Le CNA, le « Parlement de l’alimentation »

Celle-ci doit être mise en œuvre au plus tard le 1er juillet prochain, conformément à l’article 265 de la loi Climat et résilience promulguée en août 2021. Objectifs : instituer une alimentation durable, moins émettrice de gaz à effet de serre, respectueuse de la santé humaine, davantage protectrice de la biodiversité, favorisant la résilience des systèmes agricoles et des systèmes alimentaires territoriaux et garante de la souveraineté alimentaire, ainsi que les orientations de la politique de la nutrition, en s’appuyant sur le Programme national pour l’alimentation (PNA) et le Programme national nutrition santé (PNNS).

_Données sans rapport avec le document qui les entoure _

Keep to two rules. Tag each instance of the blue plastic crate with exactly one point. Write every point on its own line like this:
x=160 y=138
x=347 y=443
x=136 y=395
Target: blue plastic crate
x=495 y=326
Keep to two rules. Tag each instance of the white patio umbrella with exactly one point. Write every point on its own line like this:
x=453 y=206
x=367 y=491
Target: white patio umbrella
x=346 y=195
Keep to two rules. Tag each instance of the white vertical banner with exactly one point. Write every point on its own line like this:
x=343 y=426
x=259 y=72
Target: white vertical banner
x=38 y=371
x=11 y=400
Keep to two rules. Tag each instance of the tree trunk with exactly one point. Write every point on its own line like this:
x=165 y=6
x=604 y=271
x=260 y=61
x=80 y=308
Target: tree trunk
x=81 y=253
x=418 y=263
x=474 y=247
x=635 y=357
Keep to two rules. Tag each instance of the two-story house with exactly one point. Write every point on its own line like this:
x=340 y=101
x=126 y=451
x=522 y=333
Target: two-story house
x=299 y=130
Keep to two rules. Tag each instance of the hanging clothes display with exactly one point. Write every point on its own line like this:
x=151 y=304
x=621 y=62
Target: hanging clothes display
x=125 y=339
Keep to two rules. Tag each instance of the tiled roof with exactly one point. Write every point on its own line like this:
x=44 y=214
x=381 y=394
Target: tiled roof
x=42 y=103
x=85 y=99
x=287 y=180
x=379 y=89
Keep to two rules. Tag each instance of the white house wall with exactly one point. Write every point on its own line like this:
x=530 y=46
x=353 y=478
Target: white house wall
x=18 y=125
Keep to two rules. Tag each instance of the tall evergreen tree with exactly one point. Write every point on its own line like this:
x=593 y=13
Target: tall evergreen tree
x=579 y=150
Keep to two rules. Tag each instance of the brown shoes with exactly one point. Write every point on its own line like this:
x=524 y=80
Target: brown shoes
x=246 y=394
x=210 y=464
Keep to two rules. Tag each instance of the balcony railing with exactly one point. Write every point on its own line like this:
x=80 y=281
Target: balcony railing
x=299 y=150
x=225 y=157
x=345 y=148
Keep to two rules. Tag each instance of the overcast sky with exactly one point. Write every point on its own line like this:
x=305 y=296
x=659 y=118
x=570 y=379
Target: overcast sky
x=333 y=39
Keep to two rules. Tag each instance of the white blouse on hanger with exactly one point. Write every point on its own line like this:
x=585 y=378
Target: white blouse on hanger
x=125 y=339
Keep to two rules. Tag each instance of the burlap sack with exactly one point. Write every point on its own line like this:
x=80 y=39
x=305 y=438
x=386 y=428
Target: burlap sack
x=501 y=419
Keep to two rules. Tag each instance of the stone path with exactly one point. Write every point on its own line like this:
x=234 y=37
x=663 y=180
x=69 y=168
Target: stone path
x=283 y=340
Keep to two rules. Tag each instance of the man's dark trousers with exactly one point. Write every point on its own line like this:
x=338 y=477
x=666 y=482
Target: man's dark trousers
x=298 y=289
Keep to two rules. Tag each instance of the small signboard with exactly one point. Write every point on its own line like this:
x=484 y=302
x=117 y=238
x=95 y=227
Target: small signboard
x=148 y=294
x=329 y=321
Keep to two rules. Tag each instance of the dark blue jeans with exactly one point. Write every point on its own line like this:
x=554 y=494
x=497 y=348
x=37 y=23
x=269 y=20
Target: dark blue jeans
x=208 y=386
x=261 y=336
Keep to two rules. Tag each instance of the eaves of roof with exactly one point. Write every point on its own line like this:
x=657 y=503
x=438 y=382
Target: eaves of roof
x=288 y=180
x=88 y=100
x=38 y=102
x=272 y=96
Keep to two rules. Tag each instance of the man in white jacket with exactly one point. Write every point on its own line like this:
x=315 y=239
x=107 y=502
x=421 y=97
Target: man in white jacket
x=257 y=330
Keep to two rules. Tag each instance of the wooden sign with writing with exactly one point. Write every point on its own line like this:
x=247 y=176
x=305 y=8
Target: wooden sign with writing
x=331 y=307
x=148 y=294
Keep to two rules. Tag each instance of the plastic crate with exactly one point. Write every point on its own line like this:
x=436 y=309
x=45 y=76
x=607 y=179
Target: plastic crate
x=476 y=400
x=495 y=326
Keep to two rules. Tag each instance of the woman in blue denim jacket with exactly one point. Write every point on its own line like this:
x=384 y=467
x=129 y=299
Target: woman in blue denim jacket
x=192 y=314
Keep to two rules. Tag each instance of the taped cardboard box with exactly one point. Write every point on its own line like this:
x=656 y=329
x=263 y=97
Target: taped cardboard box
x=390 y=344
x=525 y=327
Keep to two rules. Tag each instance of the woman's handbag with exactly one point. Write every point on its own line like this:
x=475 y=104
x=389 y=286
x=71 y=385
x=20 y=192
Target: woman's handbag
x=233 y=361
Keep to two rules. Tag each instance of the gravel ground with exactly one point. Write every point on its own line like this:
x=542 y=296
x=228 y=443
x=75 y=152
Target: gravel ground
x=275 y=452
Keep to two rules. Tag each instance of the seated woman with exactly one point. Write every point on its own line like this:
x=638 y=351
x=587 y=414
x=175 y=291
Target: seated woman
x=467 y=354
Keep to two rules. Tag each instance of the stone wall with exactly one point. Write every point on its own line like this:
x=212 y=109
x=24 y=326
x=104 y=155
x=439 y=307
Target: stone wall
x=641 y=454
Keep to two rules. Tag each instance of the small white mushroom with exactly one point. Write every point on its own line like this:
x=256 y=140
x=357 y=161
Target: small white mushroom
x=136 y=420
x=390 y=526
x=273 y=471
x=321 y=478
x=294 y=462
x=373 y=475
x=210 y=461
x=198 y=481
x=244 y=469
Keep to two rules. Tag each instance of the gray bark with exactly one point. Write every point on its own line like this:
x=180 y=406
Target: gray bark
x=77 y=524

« Parlement de l'alimentation », le CNA, chargé d’organiser la concertation entre acteurs de la filière alimentaire et des débats citoyens, avait été été saisi en février dernier par trois de ses ministères de rattachement (santé, environnement, agriculture) pour contribuer à l’élaboration de la future SNANC. Le CNA a identifié 17 objectifs stratégiques pouvant servir de base à l’élaboration de la SNANC, structurés autour de 6 axes (gouvernance, mieux, produire, mieux transformer, mieux distribuer, mieux consommer, recherche), aboutissant à 122 recommandations dont 37 identifiées comme prioritaires. La FNSEA et LCA ont émis des réserves sur 19 d’entre elles.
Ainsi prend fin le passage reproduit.